Les gestionnaires d’actifs au rendez-vous de la relance
Le label Relance constitue l’une des mesures phare du dispositif présenté par le gouvernement en octobre 2020 pour soutenir le financement des entreprises françaises. Il identifie les fonds d’investissement qui apportent des capitaux propres aux entreprises françaises, cotées ou non cotées – et en particulier aux PME et ETI –, et respectent un cahier des charges exigeant en matière environnementale, sociale et de bonne gouvernance. Le label répond ainsi à la demande croissante des investisseurs qui souhaitent donner du sens à leur épargne. Les sociétés de gestion d’actifs sont mobilisées pour participer à son succès, et l’AFG se réjouit des premiers résultats : moins de deux mois après son lancement, plus de cent fonds ont été labellisés, totalisant un encours de 10,5 milliards d’euros. Parmi eux, on dénombre trente-sept fonds grand public, principalement investis dans des valeurs cotées, dix-huit fonds de capital-investissement ouverts aux investisseurs non-professionnels – en cours de levée – et quarante-cinq fonds réservés aux investisseurs professionnels.

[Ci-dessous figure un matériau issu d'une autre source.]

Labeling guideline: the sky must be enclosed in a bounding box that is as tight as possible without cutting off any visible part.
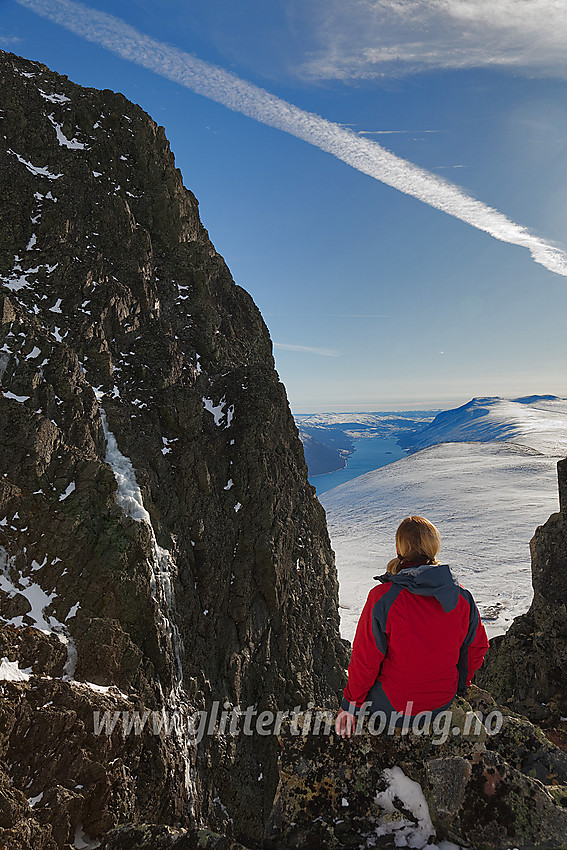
[0,0,567,413]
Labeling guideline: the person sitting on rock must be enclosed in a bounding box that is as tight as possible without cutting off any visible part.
[335,516,489,738]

Ces fonds sont très fortement investis dans des PME et ETI françaises, y compris les fonds investis dans des valeurs cotées. Ceux-ci détiennent en moyenne plus de 40 % de titres émis par des PME et ETI françaises, et 65 % de titres émis par des entreprises françaises de toutes capitalisations.
En incluant les encours ciblés par les fonds qui entament leurs levées, l’encours total des fonds labellisés représentait plus de 14,7 milliards d’euros au 9 décembre 2020.
Le déploiement du label devrait s’accentuer en 2021 et confirmer son succès.